“Su vida y su misión son una
maravillosa obra de Dios”. Así
resumía la vida de Benedicto XVI, hace algunas semanas, el profesor y teólogo
de Colombo Anton Meemana. Quizá muchos recordarán la célebre homilía que pronunció
el Cardenal Ratzinger, entonces Decano del Colegio Cardenalicio, en las
exequias de Juan Pablo II. Toda ella giró en torno al diálogo, compuesto de
llamada y respuesta, entre Dios y el santo Papa difunto: a cada “sígueme” de
Jesús, siguió el “aquí estoy” de Karol Wojtyla. Y es ese diálogo el secreto que
transforma una vida humana en una maravillosa obra de Dios.

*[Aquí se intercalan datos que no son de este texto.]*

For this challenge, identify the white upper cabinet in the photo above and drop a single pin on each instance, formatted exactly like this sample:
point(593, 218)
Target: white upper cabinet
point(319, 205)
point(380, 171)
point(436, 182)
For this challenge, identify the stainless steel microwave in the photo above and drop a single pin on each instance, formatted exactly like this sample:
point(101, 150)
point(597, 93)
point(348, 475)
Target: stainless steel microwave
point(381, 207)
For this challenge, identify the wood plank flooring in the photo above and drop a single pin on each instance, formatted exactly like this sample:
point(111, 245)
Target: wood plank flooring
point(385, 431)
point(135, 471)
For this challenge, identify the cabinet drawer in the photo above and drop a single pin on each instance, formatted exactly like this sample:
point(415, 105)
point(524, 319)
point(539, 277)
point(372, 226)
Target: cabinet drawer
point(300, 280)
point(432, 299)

Igualmente lo ha sabido hacer Joseph
Ratzinger; dotado de talentos muy superiores a la media común de los hombres
buenos e inteligentes, prefirió no brillar con colores propios, sino poner toda
su vida talentosa al servicio de Dios y de su Iglesia santa: toda su riqueza la
invirtió en la Iglesia y quiso que fructificara solo para ella. Por eso su
figura permanecerá incólume entre los grandes de la Iglesia. Dotado de una
sensibilidad estética casi angelical, su vida está también marcada por el
empeño de mostrarnos la belleza del Logos divino, de la verdad, de la fe, del
culto católico. Ante un mundo famélico y anoréxico de trascendencia, Benedicto
XVI nos ha ofrecido con su vida y su magisterio un manjar suculento de verdad y
belleza. Unidos en la oración, millones de fieles te decimos hoy, Papa
Benedicto: gracias y muchas felicidades.